The little one was at a loss: “We haven’t studied that yet. I just started the third level . . .”

“All right, all right. If you haven’t studied it yet, you will soon . . . But you’ll also know from practical experience—werewolves, maniacs, and murderers of all sorts, from serial killers to those in the general staff . . . Got it?” He offered the clarification with pleasure.

“Oh!” The little one was amazed. “But making sure all the lower layers get filled out—that’s quite a job!”

“And you thought our work was easy?” The older one raised the edge of the blanket. Under the blanket lay a large woman with an upturned nose and a receding forehead. “But if we do a good job now, it will be a very good woman, a loyal friend, and a devoted wife. Come on,” he beckoned the younger one. He placed his sharp paws on the receding forehead and began massaging lightly . . .

14

THE FOOTPATH NOW WENT UPHILL. WHEN HE REACHED the top of the hill, he saw from above a small, narrow, winding river.
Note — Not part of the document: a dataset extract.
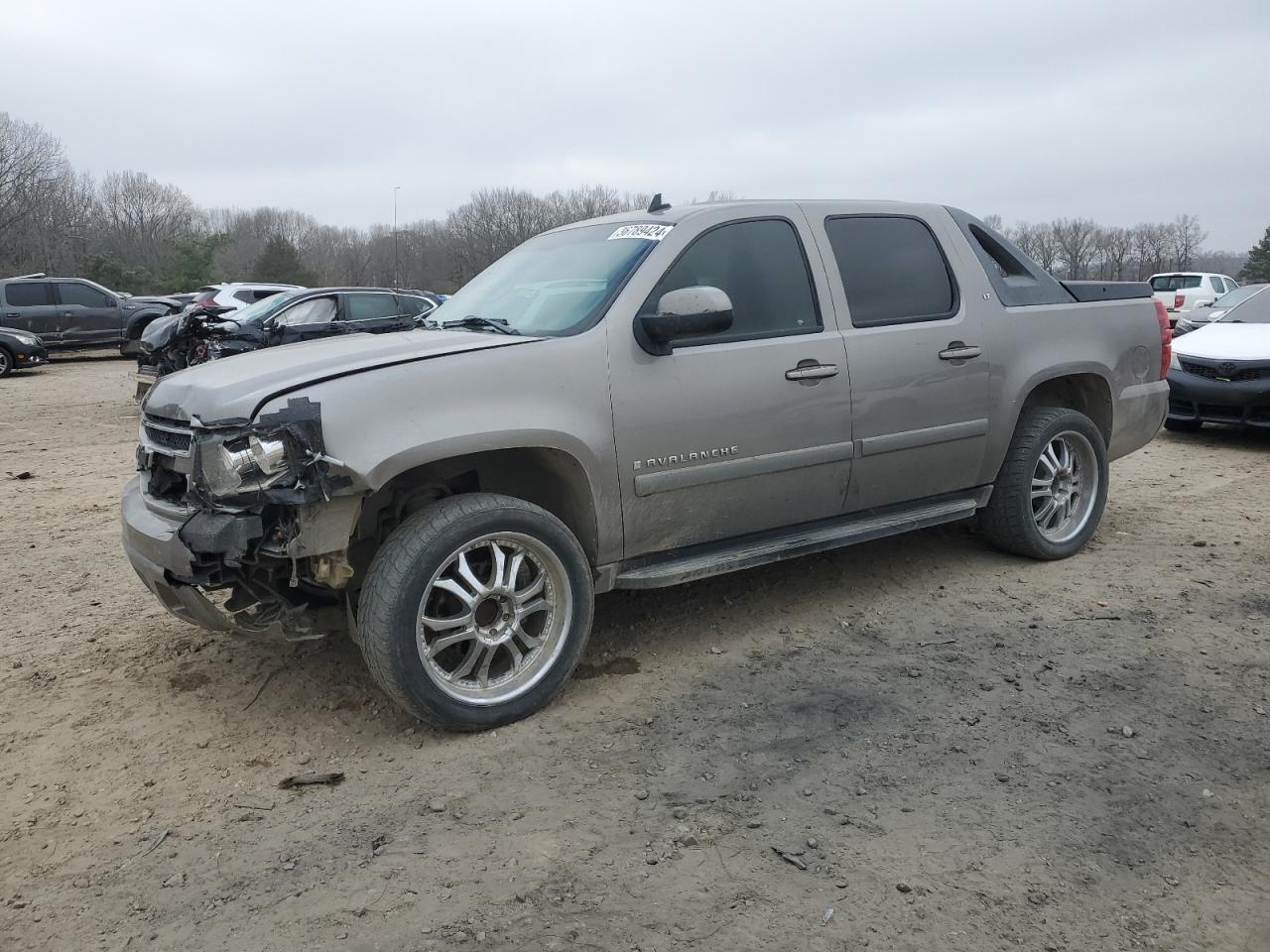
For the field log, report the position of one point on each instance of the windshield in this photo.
(1174, 282)
(554, 285)
(1252, 307)
(261, 309)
In a sandy basin along the riverbank a campfire burned, almost invisible in the sun’s rays, and a smoke-blackened kettle hung over the fire. Near the campfire, with his back turned toward Skinhead, sat a slumped old man with what remained of his gray hair surrounding a shining bald spot. Skinhead approached him and said hello.

“The tea’s ready. The fish is done.” The old man smiled and picked with his stick at the fish lying on a flat rock in the smoldering coals. “It’s ready.”

“Did you catch it in this stream?” Skinhead asked, as he sat down and accepted the hot fish arranged on leaves.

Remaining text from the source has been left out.